Most of the counterintuitive things about how temperature “feels” comes down to two facts.
The first fact is that heat energy flows from hotter things to colder things, that is to say, from a higher temperature to alower temperature. And a key detail of this fact is that some materials are more conductive, so heat flows *faster.*
The second fact, and this is the counterintuitive one, is that nether a thermometer or your body can actually sense the temperature of the outside. They can only sense the temperature of themselves.
Your body has nerve sensors for heat and cold, but these cannot tell how hot something is outside the body. They can only tell how hot or cold your fingertip is when you touch something. Did your finger go below expected temperature or did it go above it?
But unlike a thermometer, your body can’t actually let itself reach the temperature of what it’s touching. Pick up an ice cube and your fingertips might drop a few degrees. Your body is immediately working to warm your fingers back up, because blood from the rest of your body is coming in at body temperature. Your body isn’t telling you what the temperature of the ice cube is, it’s actually telling you “we’re losing heat from our fingertips.”
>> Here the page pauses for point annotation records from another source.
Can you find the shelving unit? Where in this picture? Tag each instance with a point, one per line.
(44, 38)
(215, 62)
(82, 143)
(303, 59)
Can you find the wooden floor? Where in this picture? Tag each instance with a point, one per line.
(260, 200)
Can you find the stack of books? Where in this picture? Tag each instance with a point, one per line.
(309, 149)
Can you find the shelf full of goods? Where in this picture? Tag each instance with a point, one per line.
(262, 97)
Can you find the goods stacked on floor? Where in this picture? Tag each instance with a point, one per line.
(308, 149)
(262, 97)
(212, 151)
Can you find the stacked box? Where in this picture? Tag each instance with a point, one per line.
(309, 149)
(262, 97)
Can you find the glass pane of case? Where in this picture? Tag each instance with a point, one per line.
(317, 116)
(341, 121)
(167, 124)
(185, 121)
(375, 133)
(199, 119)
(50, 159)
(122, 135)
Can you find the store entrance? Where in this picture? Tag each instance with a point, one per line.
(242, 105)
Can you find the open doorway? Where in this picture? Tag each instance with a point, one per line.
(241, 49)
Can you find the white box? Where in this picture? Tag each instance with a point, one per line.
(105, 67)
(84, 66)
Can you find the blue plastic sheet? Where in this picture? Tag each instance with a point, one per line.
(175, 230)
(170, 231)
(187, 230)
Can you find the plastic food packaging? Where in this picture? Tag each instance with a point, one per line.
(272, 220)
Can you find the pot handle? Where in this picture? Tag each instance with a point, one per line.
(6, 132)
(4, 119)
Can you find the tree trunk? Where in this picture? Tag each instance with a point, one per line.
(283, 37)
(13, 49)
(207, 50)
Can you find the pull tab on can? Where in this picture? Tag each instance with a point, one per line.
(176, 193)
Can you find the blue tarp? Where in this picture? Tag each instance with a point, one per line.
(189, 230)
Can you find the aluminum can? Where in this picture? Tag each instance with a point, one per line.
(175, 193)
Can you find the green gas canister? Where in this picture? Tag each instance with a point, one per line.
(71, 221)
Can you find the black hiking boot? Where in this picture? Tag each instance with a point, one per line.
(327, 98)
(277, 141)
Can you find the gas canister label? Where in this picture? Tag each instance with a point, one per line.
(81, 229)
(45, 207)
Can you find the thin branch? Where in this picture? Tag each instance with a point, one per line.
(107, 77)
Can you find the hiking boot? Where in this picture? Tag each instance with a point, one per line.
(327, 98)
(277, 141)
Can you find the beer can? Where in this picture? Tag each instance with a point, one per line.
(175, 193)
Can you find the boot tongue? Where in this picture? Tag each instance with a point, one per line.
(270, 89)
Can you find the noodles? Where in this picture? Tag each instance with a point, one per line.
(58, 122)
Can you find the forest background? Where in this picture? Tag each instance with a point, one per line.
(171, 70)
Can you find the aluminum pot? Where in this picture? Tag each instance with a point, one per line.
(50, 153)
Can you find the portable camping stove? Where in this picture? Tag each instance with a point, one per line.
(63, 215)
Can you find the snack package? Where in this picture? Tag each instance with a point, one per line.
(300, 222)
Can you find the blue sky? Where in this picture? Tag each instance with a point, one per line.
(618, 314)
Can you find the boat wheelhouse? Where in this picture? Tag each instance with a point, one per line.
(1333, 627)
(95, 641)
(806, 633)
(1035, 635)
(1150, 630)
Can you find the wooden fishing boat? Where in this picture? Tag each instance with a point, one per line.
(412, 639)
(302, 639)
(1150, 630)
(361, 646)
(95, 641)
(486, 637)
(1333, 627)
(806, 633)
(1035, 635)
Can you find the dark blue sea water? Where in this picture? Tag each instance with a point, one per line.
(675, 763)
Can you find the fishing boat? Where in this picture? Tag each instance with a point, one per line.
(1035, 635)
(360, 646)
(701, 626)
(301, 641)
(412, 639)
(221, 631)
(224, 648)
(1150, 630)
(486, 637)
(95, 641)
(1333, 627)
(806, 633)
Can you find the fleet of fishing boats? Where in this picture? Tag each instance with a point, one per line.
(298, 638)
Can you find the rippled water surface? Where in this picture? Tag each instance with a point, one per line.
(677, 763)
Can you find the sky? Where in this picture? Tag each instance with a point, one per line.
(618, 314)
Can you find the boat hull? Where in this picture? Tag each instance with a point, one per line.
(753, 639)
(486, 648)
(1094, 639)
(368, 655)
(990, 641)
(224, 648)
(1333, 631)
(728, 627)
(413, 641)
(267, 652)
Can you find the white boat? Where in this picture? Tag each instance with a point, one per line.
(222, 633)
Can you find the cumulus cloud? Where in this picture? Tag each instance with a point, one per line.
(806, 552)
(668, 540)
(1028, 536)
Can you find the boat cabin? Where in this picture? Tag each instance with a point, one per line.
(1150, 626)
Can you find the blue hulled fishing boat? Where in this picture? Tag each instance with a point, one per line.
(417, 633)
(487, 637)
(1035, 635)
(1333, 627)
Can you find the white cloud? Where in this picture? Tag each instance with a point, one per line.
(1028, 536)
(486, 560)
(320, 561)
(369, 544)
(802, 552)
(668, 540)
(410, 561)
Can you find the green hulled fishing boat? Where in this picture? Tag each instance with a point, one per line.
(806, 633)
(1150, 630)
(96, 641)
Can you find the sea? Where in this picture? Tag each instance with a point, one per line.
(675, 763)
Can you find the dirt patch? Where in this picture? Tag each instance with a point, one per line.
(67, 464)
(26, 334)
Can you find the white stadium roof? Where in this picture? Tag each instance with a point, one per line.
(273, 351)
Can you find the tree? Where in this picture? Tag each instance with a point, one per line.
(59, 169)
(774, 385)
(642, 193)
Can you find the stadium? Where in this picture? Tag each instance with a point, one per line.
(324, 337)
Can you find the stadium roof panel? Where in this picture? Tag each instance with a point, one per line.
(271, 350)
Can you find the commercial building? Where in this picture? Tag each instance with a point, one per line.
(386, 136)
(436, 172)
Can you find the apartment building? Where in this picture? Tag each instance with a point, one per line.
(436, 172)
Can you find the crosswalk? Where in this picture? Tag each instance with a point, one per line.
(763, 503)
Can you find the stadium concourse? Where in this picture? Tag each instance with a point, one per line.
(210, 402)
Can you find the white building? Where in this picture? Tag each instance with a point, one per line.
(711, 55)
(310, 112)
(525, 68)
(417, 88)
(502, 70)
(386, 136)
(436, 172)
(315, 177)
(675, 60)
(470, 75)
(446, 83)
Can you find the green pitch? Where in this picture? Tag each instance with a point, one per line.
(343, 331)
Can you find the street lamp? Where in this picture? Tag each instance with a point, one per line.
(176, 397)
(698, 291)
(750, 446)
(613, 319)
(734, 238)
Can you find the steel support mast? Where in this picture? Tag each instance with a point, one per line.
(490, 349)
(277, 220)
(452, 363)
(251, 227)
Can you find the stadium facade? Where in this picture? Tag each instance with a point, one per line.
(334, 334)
So when you touch something, it’s not so much a measure of what the temperature of the object is, but rather how much heat is entering or exiting your body. And you can see why this is so – if your body wanted until the fingers were frozen to say “yeah that’s actually pretty cold” or waited until they cooked to say “oh that’s hot” it would be a pretty useless alarm. Something feels hot when it’s transferring a lot of heat into you. Something feels cold when it’s transferring a lot of cold away.
How the rate of heat transfer is proportional to the difference in temperature. If something is 10 degrees colder than your skin, it will transfer heat away at twice the rate of something 5 degrees colder than your skin. But something which is 5 degrees colder and twice as conductive as something 10 degrees colder will transfer at the same rate, and thus feel the same.
Metal feels colder than other materials when it’s cooler than your body, because heat leaves your body faster.
But metal also feels *hotter* than other materials when its warmer than your body, because heat *enters* your body faster.
Metal at exactly your skin temperature doesn’t feel like anything, but this is a rare situation.